I'll settle for decent dialogue, a good story and some tits. Open
Water has a flash of tits, five minutes of good story, and
no good dialogue whatsoever.
Based
on a true story that'd make a good cocktail party anecdote, Open
Water is the tale of two whiny yuppies who get left behind
by their diving boat in shark-infested waters. Perhaps the story
would be more interesting if you didn't know the couple dies in
the end. But now we all know that. The movie's objective, then,
is to pad out 79 minutes between its start and its inevitable
conclusion.
Open
Water pads out its playing time with brutally boring shots
of people packing, unpacking, lying in bed, almost fucking, whining
and bickering with passive-aggressiveness, and finally bobbing
around in the water saying "What's that?", "I felt something!"
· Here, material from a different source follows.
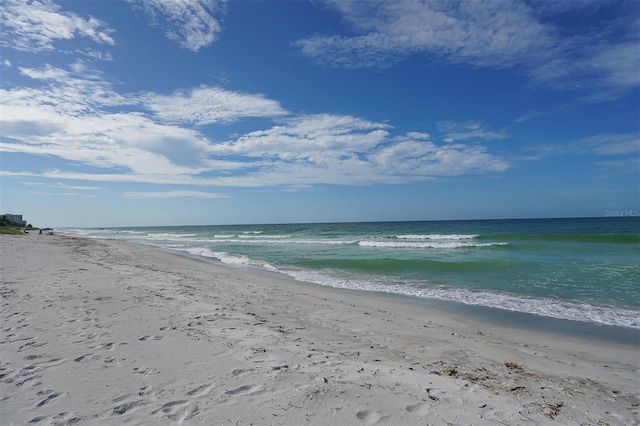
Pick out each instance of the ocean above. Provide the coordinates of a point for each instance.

and "Don't look! Don't look!" The repetition gets tiresome faster
riding a bicycle while smoking unfiltered Lucky Strikes.
I
think the point is to show us an average couple stuck in extraordinary
circumstances, but these people aren't average enough to be worth
giving a shit about. Actually, maybe they're average for the people
you'd find drinking at the bar in an Applebee's. But I don't drink
at Applebee's for that reason. I hate whiny, pushy, career-obsessed
stereotypes more than I hate soft-core porn. The movie makes a
few clumsy stabs at defining the couple's relationship, showing
they are tired of the tedium and bored with each other. The movie
goes for a low-budget feel of realness, but for that I can watch
moms slapping their kids around at K-Mart. Reality is fine, but
I want a more interesting reality that reveals more than this
from my movies.
And
fuck if this isn't one cheap-ass looking movie. It wears its cheapness
like a badge of honor, but low-budget should only be something
to be proud of when you don't spend the whole God damn time in
the theater thinking about how cheap it looks. The cinematography
is B-grade repetition of the same images. It's close-up of the
struggling couple, followed by a medium shot of water and sky,
then back again. The sharks thrashing about even get to be pretty
redundant. The continuity is appalling with the sky changing from
light to dark and back and cloudy to sunny without much consistency.
The water takes on different colors from shot to shot. And the
picture quality is worse than an eight-millimeter film I once
saw of a woman fucking an elk and then being trampled by it. Well,
it was either that or a high-school driver's training film. Like
I said, the picture quality sucked. Either way, man, did that
movie give me a hard-on. The digital video images are flat, blurry
and better suited to a television than a movie screen.
Overall,
Open Water is a pretty bad fucking movie. Probably the
better story is how it was made using real sharks, but I didn't
pay to see that. Two Fingers for Open Water.